Finding the angle of lines detected using OpenCV

I am using OpenCV for a robot vision project - navigating a maze. I can detect the lines where the walls of the maze meet the floor. And now need to use these detected lines to calculate which way the robot should turn.
In order to work out which way the robot should move I believe the solution is to calculate the angle of the walls in relation to the position of the robot. However where both walls are found how do I select which points to use as a reference.

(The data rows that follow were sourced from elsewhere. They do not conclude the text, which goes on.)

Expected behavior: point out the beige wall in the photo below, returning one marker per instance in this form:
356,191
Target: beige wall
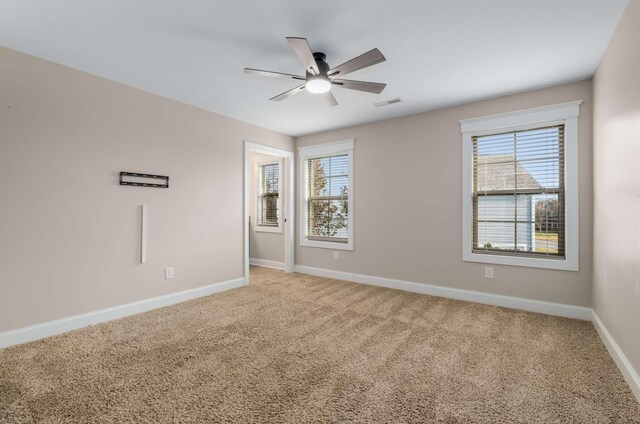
263,245
408,175
69,232
616,240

I understand that I can use the python atan2 formula to calculate the angle between two points but after that I am completely lost.
Here is my code:
# https://towardsdatascience.com/finding-driving-lane-line-live-with-opencv-f17c266f15db
# Testing edge detection for maze
import cv2
import numpy as np
import math
image = cv2.imread("/Users/BillHarvey/Documents/Electronics_and_Robotics/Robot_Vision_Project/mazeme/maze1.png")
gray = cv2.cvtColor(image, cv2.COLOR_BGR2GRAY)
kernel_size = 5
blur_gray = cv2.GaussianBlur(gray,(kernel_size,kernel_size),0)
low_threshold = 50
high_threshold = 150
edges = cv2.Canny(blur_gray, low_threshold, high_threshold)
# create a mask of the edges image using cv2.filpoly()
mask = np.zeros_like(edges)
ignore_mask_color = 255
# define the Region of Interest (ROI) - source code sets as a trapezoid for roads
imshape = image.shape
vertices = np.array([[(0,imshape[0]),(100, 420), (1590, 420),(imshape[1],imshape[0])]], dtype=np.int32)
cv2.fillPoly(mask, vertices, ignore_mask_color)
masked_edges = cv2.bitwise_and(edges, mask)
# mybasic ROI bounded by a blue rectangle
#ROI = cv2.rectangle(image,(0,420),(1689,839),(0,255,0),3)
# define the Hough Transform parameters
rho = 2 # distance resolution in pixels of the Hough grid
theta = np.pi/180 # angular resolution in radians of the Hough grid
threshold = 15 # minimum number of votes (intersections in Hough grid cell)
min_line_length = 40 #minimum number of pixels making up a line
max_line_gap = 30 # maximum gap in pixels between connectable line segments
# make a blank the same size as the original image to draw on
line_image = np.copy(image)*0
# run Hough on edge detected image
lines = cv2.HoughLinesP(masked_edges, rho, theta, threshold, np.array([]),min_line_length, max_line_gap)
for line in lines:
for x1,y1,x2,y2 in line:
cv2.line(line_image,(x1,y1),(x2,y2),(255,0,0),10)
angle = math.atan2(x2-x1, y2-y1)
angle = angle * 180 / 3.14
print("Angle = ", angle)
# draw the line on the original image
lines_edges = cv2.addWeighted(image, 0.8, line_image, 1, 0)
#return lines_edges
#cv2.imshow("original", image)
#cv2.waitKey(0)
#cv2.imshow("edges", edges)
#cv2.waitKey(0)
cv2.imshow("detected", lines_edges)
cv2.waitKey(0)
cv2.imwrite("lanes_detected.jpg", lines_edges)
cv2.destroyAllWindows()
I have added the athn2 forumla in the piece of code that draws blue lines where HoughLinesP has detected lines.
And to convert the results (angle) to degrees I found this formula:
angle = angle * 180 / 3.14
The following piece of code:
print("Angle = ", angle)
Prints 13 angles which may or may not equate to the lines in the pic, do they? To avoid getting a - degrees I had to do x2-x1, y2-y1 rather than the other way around which I have seen elsewhere.
I do apologise for my fundental lack of python and mathematical knowledge but any help would be gratefully received.